You already got your answer I just wanted to explain it in my own words for future readers.
In UTF-16 encoding, It seems that 'a'
should occupy 16 bits or 2 bytes. The 'a'
itself needs 8 bits. The question is should I put the remaining zeroes before the value of 'a'
or after it? There are two possible ways:
First: 01100001|00000000
Second: 00000000|01100001
If I don't tell you anything and just hand you these, this would happen:
First = b"0110000100000000"
print(hex(int(First, 2))) # 0x6100
print(chr(int(First, 2))) # 愀
Second = b"0000000001100001"
print(hex(int(Second, 2))) # 0x61
print(chr(int(Second, 2))) # a
So you can't say anything just by looking at these bytes. Did I mean to send you 愀
or a
?
First Solution:
I myself tell you about this verbally. About the "Ordering"! Here is where "big-endian" and "little-endian" come into play:
bytes_ = b"a\x00" # >>>>>> Please decode it with "Little-Endian"!
print(bytes_.decode("utf-16-le")) # a - Correct.
print(bytes_.decode("utf-16-be")) # 愀
So If I tell you about the endianness, you can get to the correct character.

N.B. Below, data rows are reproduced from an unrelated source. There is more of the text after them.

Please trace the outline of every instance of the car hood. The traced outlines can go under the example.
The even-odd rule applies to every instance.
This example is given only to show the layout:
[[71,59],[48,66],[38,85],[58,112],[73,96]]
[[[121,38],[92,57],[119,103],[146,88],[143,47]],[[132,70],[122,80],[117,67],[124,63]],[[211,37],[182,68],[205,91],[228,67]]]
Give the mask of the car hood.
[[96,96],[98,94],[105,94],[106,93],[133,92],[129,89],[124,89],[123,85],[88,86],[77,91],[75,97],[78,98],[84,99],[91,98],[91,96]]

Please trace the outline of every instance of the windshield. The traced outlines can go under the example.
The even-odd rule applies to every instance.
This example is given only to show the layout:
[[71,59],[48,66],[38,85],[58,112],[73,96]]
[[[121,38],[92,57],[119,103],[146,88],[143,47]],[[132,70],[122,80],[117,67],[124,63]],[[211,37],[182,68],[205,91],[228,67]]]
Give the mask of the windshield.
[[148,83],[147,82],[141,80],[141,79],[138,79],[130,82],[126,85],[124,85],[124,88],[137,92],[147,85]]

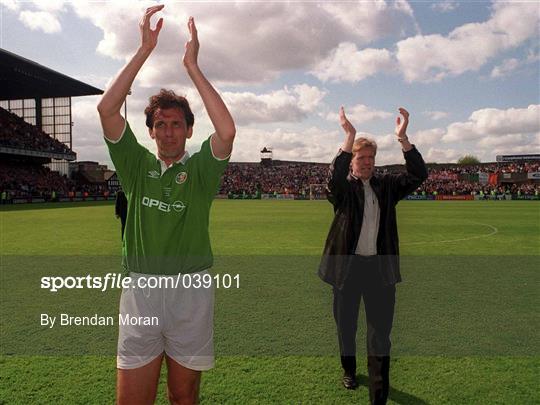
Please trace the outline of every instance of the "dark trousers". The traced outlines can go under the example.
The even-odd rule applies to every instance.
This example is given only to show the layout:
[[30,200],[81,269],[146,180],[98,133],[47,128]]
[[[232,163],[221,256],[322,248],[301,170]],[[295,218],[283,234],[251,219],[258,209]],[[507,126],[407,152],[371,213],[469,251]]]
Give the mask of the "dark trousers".
[[364,298],[367,323],[369,396],[373,404],[384,404],[390,386],[390,332],[394,319],[396,288],[384,286],[377,258],[355,256],[341,290],[334,288],[341,365],[356,374],[356,331],[360,301]]

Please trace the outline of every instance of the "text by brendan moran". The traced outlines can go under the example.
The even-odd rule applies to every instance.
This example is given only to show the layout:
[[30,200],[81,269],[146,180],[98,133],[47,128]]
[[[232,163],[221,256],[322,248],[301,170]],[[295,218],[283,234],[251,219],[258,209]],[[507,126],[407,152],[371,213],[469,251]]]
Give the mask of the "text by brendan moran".
[[131,314],[119,314],[114,316],[102,316],[98,314],[90,316],[73,316],[70,314],[58,314],[51,316],[41,314],[41,326],[54,328],[55,326],[158,326],[159,318],[157,316],[134,316]]

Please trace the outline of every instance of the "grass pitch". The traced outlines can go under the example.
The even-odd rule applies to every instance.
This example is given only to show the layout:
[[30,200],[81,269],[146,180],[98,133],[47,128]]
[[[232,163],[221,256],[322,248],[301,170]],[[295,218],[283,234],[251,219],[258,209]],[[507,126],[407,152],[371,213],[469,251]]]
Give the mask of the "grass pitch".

You see, without any extra character we were able to achieve this.
Second Solution
I can "embed" the byte ordering into the bytes itself without explicitly telling you! It is called BOM(Byte Order Mark).
ordering1 = b"\xfe\xff"
ordering2 = b"\xff\xfe"
print((ordering1 + b"\x00a").decode("utf-16")) # a
print((ordering2 + b"a\x00").decode("utf-16")) # a
Now just passing "utf-16"
to .decode()
is enough. It can figure the correct byte out correctly. There is no need to tell about le
or be
it's already there.